Ma vediamo qualche altro
esempio di mobbing. Ne cito uno solo, e cito anche la fonte: sito internet
www.diario.it. Il caso è riportato da Marina Morpurgo: Franca, cinquant’anni,
dipendente del Comune di Perugia, che dopo aver gestito per dieci anni il suo
ufficio si è trovata a dover condividere la responsabilità dell’ufficio con un
giovane collega vincitore di concorso, ed è stata fatta fuori. Cosa dice
Franca, cinquant’anni? “Come prima
reazione sono ingrassata a dismisura, quando ho chiesto un trasferimento
interno gli altri hanno fatto quadrato, calunniandomi, mettendo addirittura in
giro volantini anonimi contro di me. Ho avuto crisi isteriche tremende davanti
a tutti con urla e pianti. Ora mi hanno assegnato un nuovo incarico, nuovo in
teoria, ma, di fatto, lavoro non ne vedo. Non ho una stanza, nessuno con cui
parlare, una cosa terribile. E’ la morte civile. Di notte sogno l’ufficio e
così non mi sopportano più. Caso tipico di intreccio tra mobbing verticale – il trasferimento
forse artato per favorire il giovane entrato – e orizzontale, cioè i colleghi che concorrono a dare forza al mobbing verticale.

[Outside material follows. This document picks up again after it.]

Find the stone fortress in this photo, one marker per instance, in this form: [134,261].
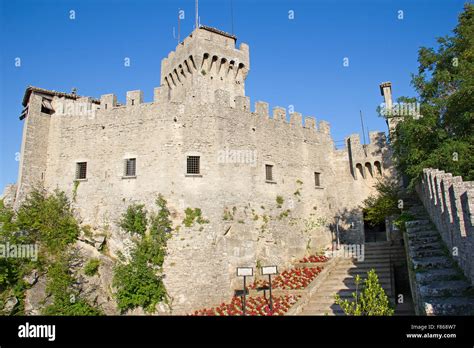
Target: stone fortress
[271,186]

Ma quali sono gli indicatori
psico-somatici del mobbing? Dicono
gli specialisti del settore che
comincia con vomiti, incubi, svenimenti, tremori, aggressività. Purtroppo, in
Italia il fenomeno è pressoché ignorato nel Servizio Sanitario Nazionale, salvo
eccezioni, come quella rappresentata a Bologna dal dr. Ege (ma non siamo nel
Servizio Sanitario Nazionale), che ha fondato una Associazione contro il mobbing, la quale in termini di ricerca, di prevenzione, assistenza legale e
materiale. Per il resto quasi nulla. Alla Confindustria ignorano il problema,
non ne parlano, i sindacati cominciano a prendere atto, solo ora, con crescente
intensità, della sua rilevanza.
Afferma il professor Renato
Gilioli, della Clinica di Medicina Preventiva e del Lavoro di Milano: “il mobbing da noi è sempre esistito, ma non
è stato mai studiato, forse perchè considerato intrinseco ai rapporti umani, se
vuoi lavorare devi rassegnarti o subire certe cose”. Quanto e come la
sperequazione tra domanda ed offerta di lavoro esasperi tale situazione lo ha
rilevato molto bene il dottor Ege, facendo il rapporto tra paesi ad alto o a
basso tasso di disoccupazione: più c’è disoccupazione, più il mobbing è facilitato. Mi pare che sia
ovvio e, quindi, da noi il mobbing è,
probabilmente, molto più presente di quanto non sia censito. Bisogna poi vedere
se noi abbiamo gli strumenti per individuarlo: teorici, scientifici,
concettuali, giuridici.
Che fare? Innanzitutto
approvare rapidamente una legge anti-mobbing, diagnosticare, con certezza
scientifica, infine, censire le situazioni di mobbing, avendo l’accortezza di non vedere mobbing dove mobbing
non c’è. Non vorrei che si ingenerasse una sorta di psicosi mobbizzante per cui qualsiasi conflitto
di lavoro, qualsiasi dissapore nell’ufficio, quasi come profezia che si
autoavvera, possa determinare situazioni di mobbing.
Occorre, dunque, sensibilizzare l’opinione pubblica, dando tutti gli elementi
informativi necessari, attivare con il concorso delle Organizzazioni Sindacali
– ma non solo – sportelli anti-mobbing
e telefoni verdi, rendere visibile il problema ai dipartimenti competenti delle
AUSL, attraverso l’acquisizione di specifiche competenze specialistiche,
sensibilizzare la Magistratura del Lavoro ad applicare la Legislazione vigente,
la normativa di riferimento citata, ma, soprattutto, occorre, sul piano
culturale, una rigorosa difesa dei diritti dei lavoratori, che non sono solo di
natura economica e sociale, contro ogni totalizzante pretesa al pensiero unico
dell’economia, del produttivismo, del mercato, applicando, in concreto, la
definizione di salute data dall’Organizzazione Mondiale della Sanità: un
completo stato di benessere fisico, psichico, sociale.